Ex-Immofinanz-Chef Petrikovics seit September in Haft in Wien-Josefstadt

Ex-Immofinanz-Chef Karl Petrikovics befindet sich in Haft.
Ex-Immofinanz-Chef Karl Petrikovics befindet sich in Haft. - © APA
“Petrikovics hat am 21. September seine Haft angetreten – aus freien Stücken.”, bestätigte ein Sprecher des Wiener Landesgericht entsprechende Medienberichte. Der Ex-Immofinanz-Chef war wegen Untreue zu sechs Jahren Haft verurteilt worden. Das Urteil ist seit Oktober vergangenen Jahres rechtskräftig.

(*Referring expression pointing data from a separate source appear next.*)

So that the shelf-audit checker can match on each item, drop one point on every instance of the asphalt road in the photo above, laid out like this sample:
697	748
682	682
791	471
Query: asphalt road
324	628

Petrikovics (62) war Chef der Constantia Privatbank und der von ihr gemanagten Immofinanz und Immoeast. Sein erstinstanzliches Urteil vom April 2013 wurde im Oktober 2015 vom Obersten Gerichtshof (OGH) bestätigt. Daraufhin gab es ein Tauziehen zum Gesundheitszustand des früheren Spitzenmanagers. Letztlich ergab ein neurologisch-psychiatrisches Gerichtsgutachten, dass den von Petrikovics angegebenen psychischen Problemen kein so hoher Krankheitswert zukommt, dass diese dem Strafvollzug entgegenstehen würden. Auch ein kardiologisches Gutachten wurde eingeholt. Das Straflandesgericht befand, “dass unter gewissen Auflagen Vollzugstauglichkeit gegeben ist”. Gegen diesen Beschluss erhob Petrikovics Beschwerde. Das Oberlandesgericht (OLG) Wien entschied schließlich, der Ex-Banker sei haftfähig, so die Zeitung. Laut dem Bericht sitzt er jetzt in der Haftanstalt Wien-Josefstadt.

Petrikovics ist außerdem einer der Angeklagten im Buwog-Verfahren. So wie der Hauptangeklagte Ex-Finanzminister Karl-Heinz Grasser und andere hat auch Petrikovics Einspruch gegen die Anklage eingelegt.